About Alicia J.
Alicia J. Davis combines business training and legal training in a career that moves between boardrooms and classrooms. She began her academic path at Florida Agricultural & Mechanical University, where she earned a B.S. in Business Administration in 1989. She then took up law, receiving a J.D. from Yale Law School in 1995, and later completed an MBA at Harvard Business School, earning the degree in 1999.
After business school, Davis moved into the financial sector. She joined Raymond James & Associates in 1999 as a vice president, a role that put her on the commercial side of capital markets and corporate finance. Two years later she entered private practice as an associate at Kirkland & Ellis LLP, where she worked on transactional matters and corporate clients.
By 2004 Davis had shifted into academia. She joined the faculty at the University of Michigan Law School as a professor of law. Her time in academia has run alongside recurring engagements in practice and industry. In 2021 she accepted an executive role as Chief Strategy Officer at Lear Corporation, signaling a return to operational leadership within a major manufacturing firm.
Davis is admitted to practice in Florida and the District of Columbia. She became a member of the Florida State Bar in 1999 and of the District of Columbia Bar in 2002. She also holds membership in the American Law Institute, a sign of sustained involvement in legal scholarship and professional networks since 2017.

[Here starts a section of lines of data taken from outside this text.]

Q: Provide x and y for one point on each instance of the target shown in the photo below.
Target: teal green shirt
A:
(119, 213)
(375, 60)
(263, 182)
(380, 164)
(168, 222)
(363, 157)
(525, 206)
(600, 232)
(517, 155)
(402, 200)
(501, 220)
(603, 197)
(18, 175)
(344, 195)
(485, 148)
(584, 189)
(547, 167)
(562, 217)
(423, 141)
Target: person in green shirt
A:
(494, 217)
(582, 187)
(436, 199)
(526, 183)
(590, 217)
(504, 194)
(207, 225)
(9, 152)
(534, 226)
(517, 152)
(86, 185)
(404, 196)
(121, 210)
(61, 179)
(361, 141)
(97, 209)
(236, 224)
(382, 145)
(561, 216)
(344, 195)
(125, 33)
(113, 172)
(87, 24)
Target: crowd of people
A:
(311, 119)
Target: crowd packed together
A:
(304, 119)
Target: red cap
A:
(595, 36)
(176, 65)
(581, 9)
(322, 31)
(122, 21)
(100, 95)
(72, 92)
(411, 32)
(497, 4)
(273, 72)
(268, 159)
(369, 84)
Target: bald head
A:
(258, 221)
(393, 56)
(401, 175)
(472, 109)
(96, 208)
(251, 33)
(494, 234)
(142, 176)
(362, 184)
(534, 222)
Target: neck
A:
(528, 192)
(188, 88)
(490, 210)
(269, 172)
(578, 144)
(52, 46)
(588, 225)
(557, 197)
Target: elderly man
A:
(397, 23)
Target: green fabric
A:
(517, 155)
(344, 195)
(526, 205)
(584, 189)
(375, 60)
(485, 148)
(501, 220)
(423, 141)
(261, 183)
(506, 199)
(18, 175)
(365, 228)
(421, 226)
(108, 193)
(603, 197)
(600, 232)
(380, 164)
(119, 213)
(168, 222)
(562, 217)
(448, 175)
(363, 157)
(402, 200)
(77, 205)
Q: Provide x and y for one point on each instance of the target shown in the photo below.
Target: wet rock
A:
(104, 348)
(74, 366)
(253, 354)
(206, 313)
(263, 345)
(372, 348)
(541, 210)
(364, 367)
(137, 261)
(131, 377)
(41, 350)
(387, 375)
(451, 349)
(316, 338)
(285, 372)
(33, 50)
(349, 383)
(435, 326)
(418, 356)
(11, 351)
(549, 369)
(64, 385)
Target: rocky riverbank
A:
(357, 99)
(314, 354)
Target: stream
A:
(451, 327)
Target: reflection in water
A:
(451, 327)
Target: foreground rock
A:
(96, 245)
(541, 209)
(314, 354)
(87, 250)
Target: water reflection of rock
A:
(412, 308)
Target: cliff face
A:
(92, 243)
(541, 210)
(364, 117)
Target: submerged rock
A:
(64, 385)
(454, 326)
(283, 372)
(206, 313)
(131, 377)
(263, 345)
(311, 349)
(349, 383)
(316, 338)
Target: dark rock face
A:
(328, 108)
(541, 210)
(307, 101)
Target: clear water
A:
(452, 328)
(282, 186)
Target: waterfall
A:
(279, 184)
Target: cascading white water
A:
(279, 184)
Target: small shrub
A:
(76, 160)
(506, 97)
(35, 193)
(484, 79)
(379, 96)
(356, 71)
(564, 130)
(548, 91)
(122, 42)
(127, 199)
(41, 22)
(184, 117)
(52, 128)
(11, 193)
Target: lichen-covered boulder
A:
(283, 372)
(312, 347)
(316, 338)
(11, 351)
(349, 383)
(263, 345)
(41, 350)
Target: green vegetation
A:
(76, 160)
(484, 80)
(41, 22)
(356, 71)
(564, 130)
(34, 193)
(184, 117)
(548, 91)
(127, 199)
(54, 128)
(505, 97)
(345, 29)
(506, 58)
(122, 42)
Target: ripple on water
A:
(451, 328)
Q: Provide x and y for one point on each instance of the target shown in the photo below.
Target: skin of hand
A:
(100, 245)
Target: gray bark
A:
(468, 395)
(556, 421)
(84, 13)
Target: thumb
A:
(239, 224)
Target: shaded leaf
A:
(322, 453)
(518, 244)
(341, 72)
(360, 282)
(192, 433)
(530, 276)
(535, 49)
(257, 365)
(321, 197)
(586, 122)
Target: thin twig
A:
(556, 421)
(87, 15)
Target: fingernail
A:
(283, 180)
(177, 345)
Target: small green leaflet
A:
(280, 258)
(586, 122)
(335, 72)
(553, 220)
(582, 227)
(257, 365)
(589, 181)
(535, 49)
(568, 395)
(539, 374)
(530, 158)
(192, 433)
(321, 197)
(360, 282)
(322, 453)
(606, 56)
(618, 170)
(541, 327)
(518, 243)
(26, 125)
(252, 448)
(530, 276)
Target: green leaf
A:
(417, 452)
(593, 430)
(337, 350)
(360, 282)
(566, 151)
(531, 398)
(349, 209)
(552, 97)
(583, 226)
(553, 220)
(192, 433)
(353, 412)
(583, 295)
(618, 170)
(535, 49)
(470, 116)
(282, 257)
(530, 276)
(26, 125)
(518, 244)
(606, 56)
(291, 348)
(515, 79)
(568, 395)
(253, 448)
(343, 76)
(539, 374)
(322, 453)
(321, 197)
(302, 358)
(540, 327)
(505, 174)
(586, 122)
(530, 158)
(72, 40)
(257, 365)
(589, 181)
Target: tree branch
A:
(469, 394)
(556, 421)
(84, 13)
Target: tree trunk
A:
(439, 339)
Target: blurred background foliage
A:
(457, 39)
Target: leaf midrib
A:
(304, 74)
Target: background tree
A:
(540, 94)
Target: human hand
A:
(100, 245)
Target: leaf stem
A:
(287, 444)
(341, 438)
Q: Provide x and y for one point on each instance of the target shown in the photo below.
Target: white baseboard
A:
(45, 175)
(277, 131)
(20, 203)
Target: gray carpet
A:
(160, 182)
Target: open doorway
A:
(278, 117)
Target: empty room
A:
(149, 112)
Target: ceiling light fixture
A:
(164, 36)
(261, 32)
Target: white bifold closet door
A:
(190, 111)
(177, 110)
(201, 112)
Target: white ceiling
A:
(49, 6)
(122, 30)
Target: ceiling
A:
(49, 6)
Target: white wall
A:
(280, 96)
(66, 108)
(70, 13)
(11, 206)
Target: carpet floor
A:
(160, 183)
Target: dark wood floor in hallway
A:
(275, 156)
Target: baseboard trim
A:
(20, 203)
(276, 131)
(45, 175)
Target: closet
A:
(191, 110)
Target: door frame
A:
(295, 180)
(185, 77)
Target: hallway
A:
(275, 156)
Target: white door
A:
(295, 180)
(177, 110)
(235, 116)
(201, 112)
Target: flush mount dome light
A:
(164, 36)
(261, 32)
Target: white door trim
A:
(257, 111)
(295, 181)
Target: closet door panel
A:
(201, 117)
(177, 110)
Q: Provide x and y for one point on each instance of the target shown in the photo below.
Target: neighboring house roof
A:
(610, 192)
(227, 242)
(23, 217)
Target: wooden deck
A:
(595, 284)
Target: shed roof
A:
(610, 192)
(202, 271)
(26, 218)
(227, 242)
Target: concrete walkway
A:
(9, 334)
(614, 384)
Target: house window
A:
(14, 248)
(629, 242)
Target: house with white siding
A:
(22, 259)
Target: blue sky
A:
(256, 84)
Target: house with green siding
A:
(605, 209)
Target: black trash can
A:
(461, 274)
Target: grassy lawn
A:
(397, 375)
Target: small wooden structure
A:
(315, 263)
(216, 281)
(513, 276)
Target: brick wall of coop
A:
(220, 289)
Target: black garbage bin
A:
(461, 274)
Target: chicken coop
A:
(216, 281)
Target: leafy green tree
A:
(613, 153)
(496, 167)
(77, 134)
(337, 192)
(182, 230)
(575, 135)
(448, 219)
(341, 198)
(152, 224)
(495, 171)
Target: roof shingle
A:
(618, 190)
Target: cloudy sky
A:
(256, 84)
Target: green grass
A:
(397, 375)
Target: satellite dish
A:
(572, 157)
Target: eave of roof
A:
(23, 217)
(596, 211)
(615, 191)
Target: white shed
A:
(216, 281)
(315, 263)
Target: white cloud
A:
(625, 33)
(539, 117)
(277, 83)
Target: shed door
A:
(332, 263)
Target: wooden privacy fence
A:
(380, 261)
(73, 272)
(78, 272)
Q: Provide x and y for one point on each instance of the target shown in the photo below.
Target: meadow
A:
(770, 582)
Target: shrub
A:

Her career traces a pattern: early business experience, corporate and transactional law practice, and sustained academic work. That mix informs how she frames classroom work and scholarship. She brings to teaching practical examples from finance and corporate governance alongside doctrinal analysis taught in a law school setting.
Students and colleagues describe her classes as grounded in real-world transactions and strategic decision-making. She has supervised research that touches on corporate structure, regulatory compliance, and the legal implications of business choices. Her scholarly interests sit at the intersection of law and business, where statutory regimes meet commercial planning.
She currently teaches at the University of Michigan Law School. Her professional work centers on corporate strategy and transactional matters.